Mother Claims Responsive Classroom Model Inflicted Distress on Children
Other Education Accident & Injury Personal Injury Lawsuit & Dispute Lawsuit
Summary: Blog post about a mother suing the school of her minor children for emotional distress due to new school policies on classroom management.
If you have a question or concern about special education law, school administration, federal standards, or the overall rights of a student, please feel free to call the expert education law attorneys at Maya Murphy, P.C. in Westport today at (203) 221-3100 .
In the case of Bell v. West Haven Board of Education, a mother sued a school on behalf of her minor children. The mother claimed that a new “responsive classroom” model intentionally inflicted emotion distress on her children. Intentional Infliction of Emotional Distress (IIED) allows an individual to recover for severe mental and/or emotional distress caused by an individual who intentionally or recklessly inflicted the distress by behaving in a way that was “extreme and outrageous.”

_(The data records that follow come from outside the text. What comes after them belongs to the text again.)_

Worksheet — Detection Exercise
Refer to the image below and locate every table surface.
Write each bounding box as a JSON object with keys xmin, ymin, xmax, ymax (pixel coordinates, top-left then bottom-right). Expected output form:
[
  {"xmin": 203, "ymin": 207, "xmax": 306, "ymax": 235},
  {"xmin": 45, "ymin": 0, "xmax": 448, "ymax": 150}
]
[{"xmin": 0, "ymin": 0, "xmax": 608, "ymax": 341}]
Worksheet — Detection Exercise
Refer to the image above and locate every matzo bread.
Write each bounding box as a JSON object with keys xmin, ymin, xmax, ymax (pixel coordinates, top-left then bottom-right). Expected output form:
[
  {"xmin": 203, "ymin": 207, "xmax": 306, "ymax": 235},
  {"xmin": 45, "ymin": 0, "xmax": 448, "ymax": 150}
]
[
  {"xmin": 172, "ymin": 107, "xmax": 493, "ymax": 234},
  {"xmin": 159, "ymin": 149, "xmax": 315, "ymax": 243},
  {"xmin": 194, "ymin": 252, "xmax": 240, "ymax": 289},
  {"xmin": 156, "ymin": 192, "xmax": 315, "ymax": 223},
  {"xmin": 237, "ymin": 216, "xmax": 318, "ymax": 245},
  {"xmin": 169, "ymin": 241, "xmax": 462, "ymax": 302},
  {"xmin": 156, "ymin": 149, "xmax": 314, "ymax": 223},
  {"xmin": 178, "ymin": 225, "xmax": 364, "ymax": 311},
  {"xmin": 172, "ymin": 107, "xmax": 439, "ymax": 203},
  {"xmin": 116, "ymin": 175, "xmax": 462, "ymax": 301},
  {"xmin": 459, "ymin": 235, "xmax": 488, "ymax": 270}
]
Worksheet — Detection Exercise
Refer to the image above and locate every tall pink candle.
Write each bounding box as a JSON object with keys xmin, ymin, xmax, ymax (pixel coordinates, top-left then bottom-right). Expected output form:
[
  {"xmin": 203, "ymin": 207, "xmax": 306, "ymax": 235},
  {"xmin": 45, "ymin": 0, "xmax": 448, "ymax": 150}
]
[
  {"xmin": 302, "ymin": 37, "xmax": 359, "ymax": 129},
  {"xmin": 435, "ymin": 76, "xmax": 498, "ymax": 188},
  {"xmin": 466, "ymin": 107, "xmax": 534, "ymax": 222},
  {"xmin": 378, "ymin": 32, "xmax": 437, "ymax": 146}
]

The focus of the mother’s complaint is an educational model known as the “Responsive Classroom.” This model is designed to foster more communication and cooperation among students, and between students and faculty in the primary education system. The system would mediate “discussions” between students that had a misunderstanding or argument. This program was intended to foster greater respect for peers within a diverse student body, as well as defuse disruptive situations. Allegedly, the result was just the opposite. According to the mother, the model fostered a chaotic and disruptive environment, and interrupted the structured atmosphere necessary for learning. The mother’s allegations are backed by the children’s various testimonies to disruptions and bullying that were allowed to continue in their “responsive classroom.”
The court granted summary judgment, a court decision in favor of one party over another, for the school. The court found that the children’s statement were inconsistent at best when compared to the mother’s allegations. There was evidence showing that the principle and school responded and acted on parent and teacher concerns. Most important, however, is the mother’s overall lack of support in her claim that the school acted intentionally or recklessly towards the injury of her children. There was no evidence indicating the children suffered any injury, and purely speculative accusations in regard to the principle and school’s conduct.